Personal
Blog

The DNA of an Internet Forum

In my job I constantly find myself confronted with huge volumes of data that I need to quickly familiarize myself with. Occasionally I come across internet forums. Quickly getting an idea of the content of such a forum can be challenging. There may be tens of thousands of messages spanning hundreds of subjects. Sometimes the messages are in Russian. No, in Russian slang. No, in Russian slang in cyrillic script mixed with some cyrillic that is actually phonetic English with an odd accent. You get the picture? I have seen seasoned, native speaking translators staring at the messages in utter confusion.

Besides the subject there are other questions to be answered. Who are the members of the forum? Who is discussing what subject? Are there any key members that often jointly discuss certain things? A reading guide of some sort would be nice.

Circos

Recently I came across a visualization tool for genome sequences called Circos. This tool is used by bioinformatics scientists to visualize genomic data and compare particular sequences. It can show vast quantities of data in a way that eases visual discovery of patterns and relations. Technically, it is similar to GraphViz, which is another favourite tool of mine. Just generate a set of simple text files containing the data that you wish to show. Then run the tool, and it outputs a nice SVG graphic for you.

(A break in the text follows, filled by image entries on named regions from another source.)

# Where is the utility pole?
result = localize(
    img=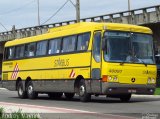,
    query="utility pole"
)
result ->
[128,0,131,11]
[76,0,80,23]
[37,0,40,26]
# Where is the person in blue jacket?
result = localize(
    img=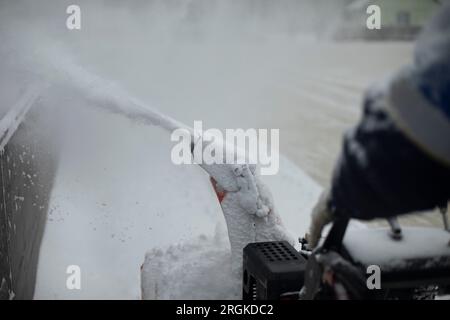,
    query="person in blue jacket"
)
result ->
[307,3,450,247]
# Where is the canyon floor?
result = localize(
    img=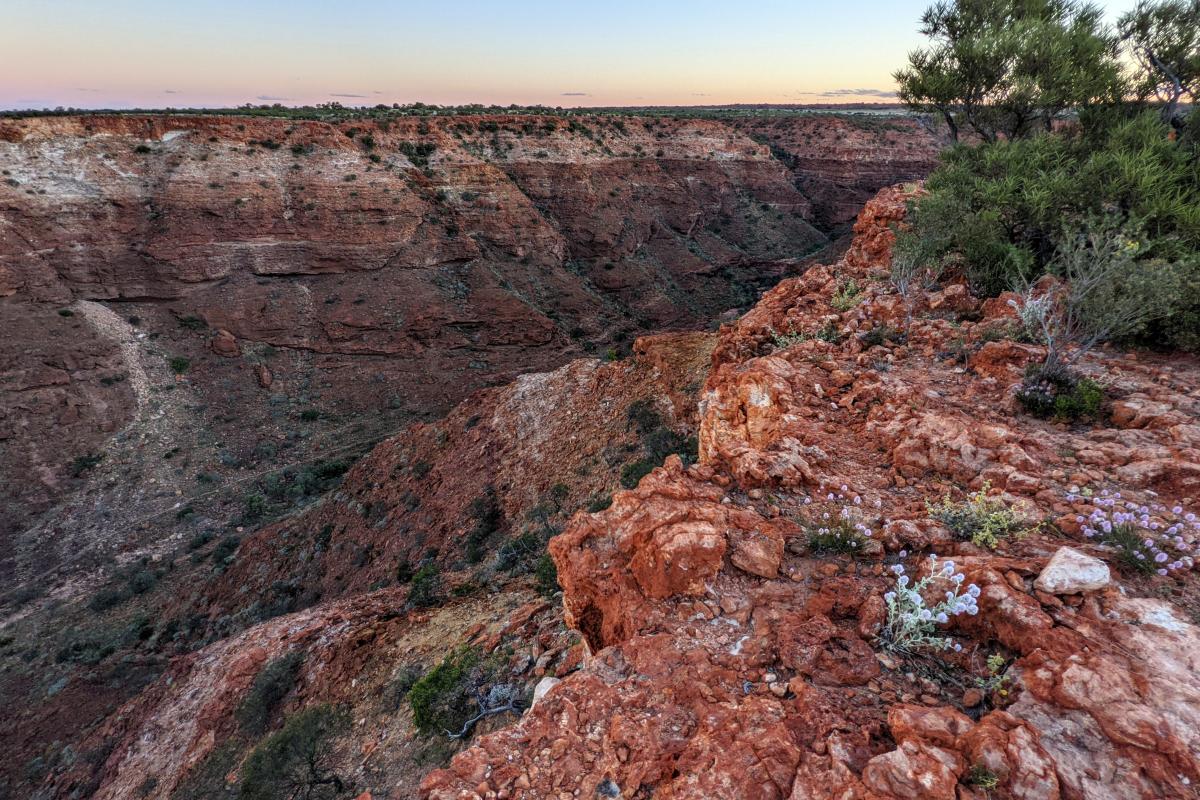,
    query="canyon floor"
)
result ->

Seeing this tool I started thinking about visualizing the DNA of an internet forum. After toying with it for a day and a half the following picture appeared on my screen:

No, this is not a Hubble Space Telescope image of a distant galaxy. This is what the structure of a fairly large internet forum can look like.

Structure

But what are we seeing here exactly? Let us zoom in a bit more to see its structure:

The image is constructed around a circle that has been divided into two halves. The left half shows the names of some forum members, the right half shows titles of sub-forums that are dedicated to a particular subject. In case you were wondering: Indeed these are not real names and titles. I used some dummy data here.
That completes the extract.